発作性夜間ヘモグロビン尿症に、抗C5抗体療法を超える経口B因子阻害薬iptacopan登場:APPLY-PNH
Oral Iptacopan Monotherapy in Paroxysmal Nocturnal Hemoglobinuria

カテゴリー
Top Journal
ジャーナル名
The New England Journal of Medicine
年月
March 2024
390
開始ページ
994

背景

発作性夜間ヘモグロビン尿症(PNH)に対し抗C5抗体療法が行われているが、決め手となっていない。
フランスUniversité de ParisのPeffaultら(APPLY-PNH)は、経口補体副経路B因子阻害薬iptacopanの効果・安全性を検証する2つの第3相試験を行った。
いずれの試験も患者はHb<10 g/dLで、1つ目の試験(n=95)は、抗C5抗体療法を受けていた患者をiptacopanに切り替える群と同療法を継続する群に無作為に割り付けた。
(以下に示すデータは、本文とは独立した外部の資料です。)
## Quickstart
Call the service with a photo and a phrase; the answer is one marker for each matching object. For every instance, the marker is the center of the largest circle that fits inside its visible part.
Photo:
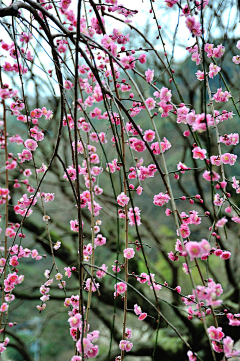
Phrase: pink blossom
(161, 199)
(134, 214)
(128, 253)
(142, 316)
(138, 145)
(200, 75)
(122, 199)
(193, 249)
(149, 135)
(215, 334)
(120, 287)
(137, 309)
(199, 153)
(225, 255)
(170, 3)
(236, 59)
(184, 230)
(150, 103)
(191, 356)
(221, 96)
(211, 176)
(221, 222)
(149, 75)
(228, 347)
(213, 70)
(142, 58)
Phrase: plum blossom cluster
(99, 85)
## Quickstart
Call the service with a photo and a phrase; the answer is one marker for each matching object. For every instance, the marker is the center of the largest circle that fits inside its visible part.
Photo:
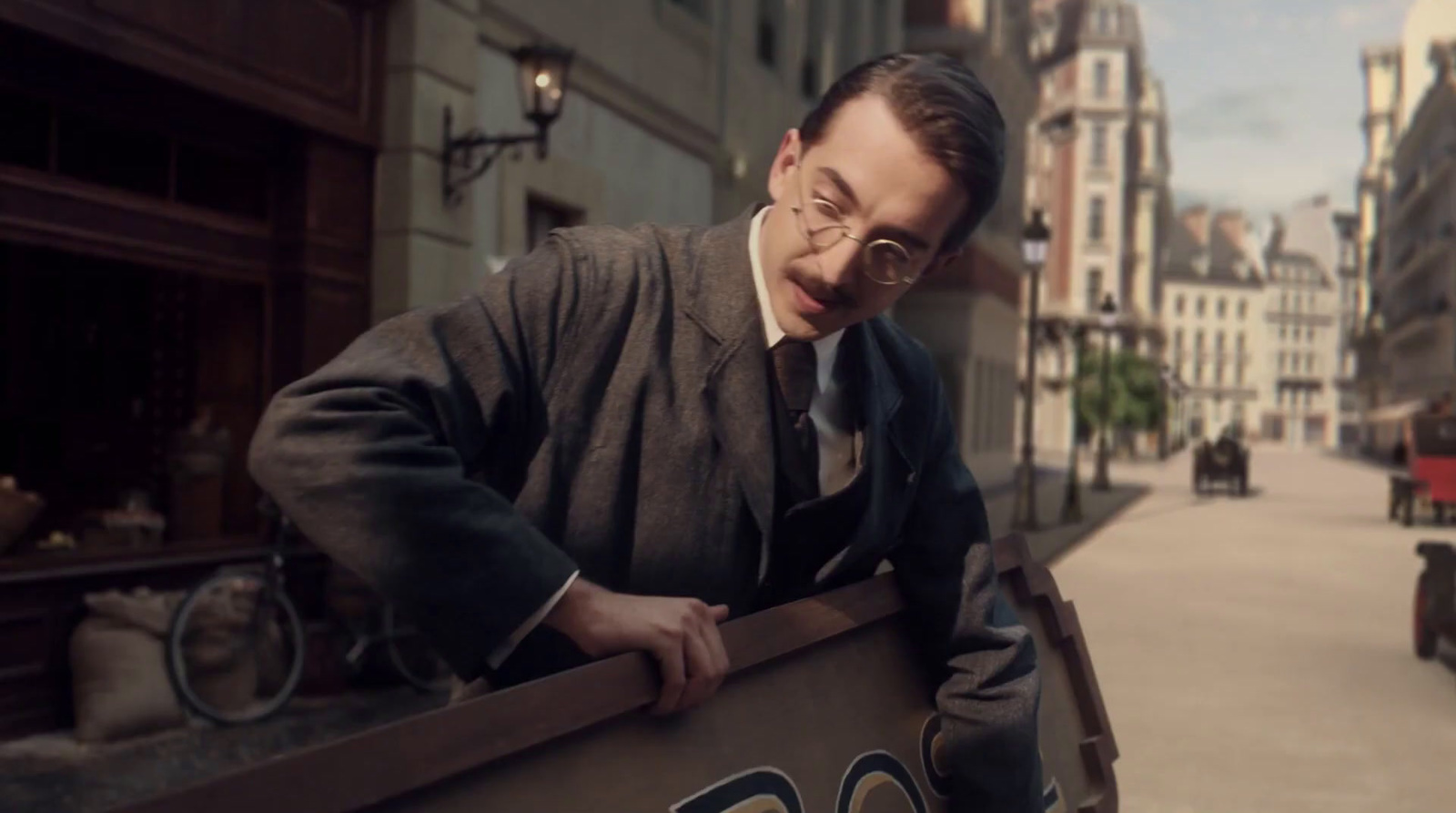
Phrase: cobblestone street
(1256, 653)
2つ目(n=33)は単群試験で、補体阻害薬による治療歴がなくLDH値が正常上限値の1.5倍超の患者にiptacopanを投与した(両試験とも24週)。1つ目の試験の一次エンドポイントは、赤血球輸血なしのHb値のベースラインから2 g/dL以上の上昇と12 g/dL以上であること、2つ目の試験は、赤血球輸血なしのHb値のベースラインから2 g/dL以上の上昇である。

結論

1つ目の試験では、iptacopan投与患者60名中51名が一次エンドポイントを達成したのに対し、抗C5抗体療法を受けた35名では達成者はいなかった。2つ目の試験では、33名中31名が一次エンドポイントを達成した。Iptacopanの最頻の有害事象は頭痛であった。

評価

Novartisの創薬で、貧血エンドポイントで抗C5抗体療法への明らかな優越性を示したばかりでなく、経口薬という有用性をもっている。承認は確実視され、貧血をターゲットとしたPNHの標準治療となる可能性もある。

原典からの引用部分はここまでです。